Axolotl and Fine-Tuning Lecture Notes

Introduction

Agenda:
- Overview of Axolotl
- Honeycomb example
- Q&A with Wing
- Zach's discussion on parallelism and Hugging Face Accelerate
- Fine-tuning on modal
- Final Q&A

Model Capacity Questions:
- What model to fine-tune?
- Should I use LoRa or full fine-tune?

Model Size:
- Options: 7B, 13B, 70B parameter models.
- 7B is often preferred due to:
  - Faster training times
  - Easier to obtain compatible GPUs
  - Popularity with most users
Model Family:
- Examples: Llama 2, Llama 3, Mistral, Zephyr, Gemma.
- Use trending models from communities like Hugging Face to guide selections.

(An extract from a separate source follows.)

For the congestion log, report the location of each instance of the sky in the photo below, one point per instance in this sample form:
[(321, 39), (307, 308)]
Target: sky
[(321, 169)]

LoRa (Low-Rank Adaptation):
- Strategy to learn lower-dimensional alterations in the model layers.
- Typical input/output dimensions for LoRa adjustments of 4000 dimensions with reduced parameter count.
- Majority of fine-tuning efforts are either through LoRa or QLoRa.
- Recommended for most users to start with LoRa.
Quantization (QLoRa):
- Uses fewer bits for parameters, can produce lighter models while sacrificing some precision.
- Less noticeable performance impact than expected.

Getting Started:
- Start with example YAML configurations for simplicity.
- Important flags include:
  - LoRaR: size of LoRa matrices.
  - LoRaAlpha: scaling parameter for LoRa.
Pre-processing Data:
- Pre-process your data with command-line flags to set up in the correct format for Axolotl.
- Review the output for correct formatting, especially checking for tokenization integrity.
Training Process:
- Use accelerate launch commands for training jobs.
- Include parameters for successful runs, such as logging runs with Weights and Biases.

Overview of Honeycomb:
- Observability platform with a goal of simplifying user query language.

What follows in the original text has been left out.